A Tyrannical World or Reasonable Regulations
Over the past year, we have seen an extremely vocal minority speaking out against masks and vaccine requirements, and this has increased massively in the past week here in Canada with the introduction of vaccine certificates.
And these protestors are not just in the public. All over the world, “anti-maskers” and “anti-vax” members have been supported by prominent far-right political figures. The most notable example is probably the ex-president of the United States, Donald Trump, who refused to wear a face mask and dismissed their importance greatly.
But why do these health mandates cause so much anger?
Besides the conspiracy theory nutjobs and immense disinformation surrounding these issues, this seems to be an issue of personal liberty and freedom.
People believe that vaccine mandates will destroy their liberty and are a mask of a tyrannical government. And it isn’t too difficult to see why that is an issue.
Vaccine requirements are essentially using governmental coercive power and action to ensure that you get vaccinated and do not put yourself and the general public at greater risk of disease.
At face value, this does seem pretty bad. Wasn’t George Orwell’s 1984 all about their government forcing citizens to do what they wanted in some way or another?
There is a major difference, though, between the widespread interference the government carried out in 1984 compared to the very specific vaccine requirements we are facing now. And the type of interference that vaccines have is something we already see in daily life and have for years now with no issue.
Consider driving on the right or left side of the road, for example. People don’t seem to feel immensely oppressed when they have to drive on one side of the road, and then on the other side if they travel to a different country. They also don’t seem to be offended by laws against murder, public nudity, and more.
All these laws interfere with our choices, much like vaccine mandates, but they don’t impose on our liberty and freedom.
Rather than looking at freedom as non-interference from the government, Professor Gwilym David Blunt at the University of London suggests we instead look at freedom as when you are protected against arbitrary interference, not just interference in general.

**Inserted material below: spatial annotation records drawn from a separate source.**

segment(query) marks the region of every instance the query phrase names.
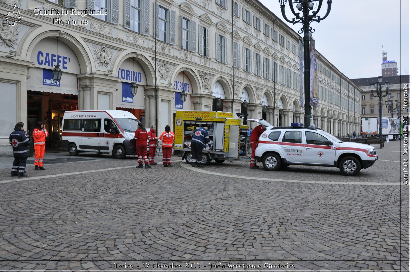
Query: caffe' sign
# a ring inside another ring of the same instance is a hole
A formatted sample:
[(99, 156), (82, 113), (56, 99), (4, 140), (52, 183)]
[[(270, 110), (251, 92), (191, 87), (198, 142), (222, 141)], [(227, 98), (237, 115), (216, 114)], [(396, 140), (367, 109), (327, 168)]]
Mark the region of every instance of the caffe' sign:
[(52, 104), (51, 109), (63, 111), (78, 111), (78, 105), (71, 104)]

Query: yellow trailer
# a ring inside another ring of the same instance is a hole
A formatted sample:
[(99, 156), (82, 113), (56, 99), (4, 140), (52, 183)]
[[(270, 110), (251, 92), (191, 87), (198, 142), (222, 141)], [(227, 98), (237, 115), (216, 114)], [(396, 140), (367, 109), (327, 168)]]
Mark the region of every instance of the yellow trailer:
[(174, 154), (188, 163), (192, 162), (191, 140), (198, 127), (208, 127), (211, 141), (211, 148), (203, 151), (203, 164), (208, 165), (212, 160), (218, 163), (250, 160), (250, 156), (246, 156), (248, 126), (234, 119), (232, 112), (177, 111)]

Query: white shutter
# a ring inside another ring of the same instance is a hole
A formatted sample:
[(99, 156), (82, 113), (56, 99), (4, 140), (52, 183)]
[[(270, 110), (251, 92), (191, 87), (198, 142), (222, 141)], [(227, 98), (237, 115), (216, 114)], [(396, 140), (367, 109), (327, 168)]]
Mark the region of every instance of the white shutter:
[(203, 42), (202, 41), (202, 28), (203, 26), (201, 25), (198, 25), (198, 39), (199, 39), (199, 54), (201, 56), (203, 56), (204, 54), (204, 48), (203, 48)]
[(131, 27), (131, 0), (124, 1), (124, 27), (130, 29)]
[(245, 46), (242, 46), (242, 49), (244, 50), (244, 65), (243, 68), (244, 70), (245, 71), (246, 70), (246, 49), (245, 48)]
[[(143, 33), (144, 35), (150, 34), (150, 1), (149, 0), (144, 0), (144, 31)], [(158, 11), (157, 10), (157, 12)], [(158, 26), (158, 21), (157, 22)], [(157, 33), (158, 33), (157, 30)]]
[(216, 59), (217, 61), (220, 61), (219, 60), (219, 34), (218, 33), (215, 33), (215, 39), (216, 46), (216, 48), (215, 50), (216, 55), (215, 56), (215, 58)]
[(196, 50), (196, 22), (195, 21), (191, 21), (191, 50), (195, 52)]
[(238, 67), (238, 61), (237, 58), (237, 56), (238, 54), (238, 50), (237, 49), (238, 48), (238, 44), (235, 42), (233, 42), (233, 48), (232, 51), (233, 51), (233, 66), (234, 67)]
[(94, 10), (94, 0), (87, 0), (87, 9), (89, 10)]
[(169, 43), (175, 44), (176, 12), (173, 10), (170, 10), (169, 13), (171, 15), (169, 20)]
[(77, 6), (76, 0), (68, 0), (66, 1), (64, 6), (69, 9), (73, 9)]
[(119, 23), (119, 3), (118, 0), (111, 0), (110, 1), (111, 7), (111, 19), (110, 21), (114, 24), (118, 24)]
[(224, 60), (225, 61), (225, 63), (226, 64), (228, 63), (228, 38), (227, 37), (225, 37), (225, 59)]
[[(159, 38), (159, 14), (158, 13), (159, 12), (159, 4), (157, 3), (156, 4), (156, 5), (155, 5), (155, 4), (154, 4), (154, 5), (155, 6), (155, 9), (155, 9), (155, 20), (156, 20), (155, 25), (157, 26), (157, 34), (156, 34), (156, 36), (157, 36), (157, 39), (158, 39), (158, 38)], [(144, 5), (144, 6), (145, 6), (145, 5)], [(145, 20), (144, 20), (144, 21), (145, 21)], [(144, 28), (145, 28), (145, 26), (144, 26)]]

He notes though that this formulation of liberty makes it more complex, but more suited to today’s society.
There are several conditions though that need to exist for this liberty:
- Laws need to be publicly known to ensure compliance
- They need to be impartially enforced so that no one is above the law
- Laws must be contestable in courts of law or publicly
- They must be subjected to invigilation by those they affect through democratic accountability.
And vaccine requirements fully comply with these rules.
The laws are publicly known to everyone and without any ambiguity. These rules will be enforced impartially, and politicians too will be held liable for these.
If people have any issues with them, they are welcome to hold protests and enter courts with their claims as long as they are following the regulations, and they are the product of a democratically elected government subject to judicial oversight. Thus, they are not arbitrary rules.
We see then how irrational this argument is and that vaccines in no way are inhibiting your rights and personal liberty.
While there are situations in which the state ought to be resisted and fought when it tries to diminish and control our basic rights, this is not one of those cases. Instead, people should be more worried about the violence against peaceful protestors, cases where tear gas and bullets (rubber or regular) have been fired into crowds.
If these individuals truly cared about liberty, they would focus on the systemic oppression that coloured individuals face. They would focus on issues of corrupt politicians, police, and companies that hold themselves above the law because these are the true issues that will bring about the dystopian future we fear.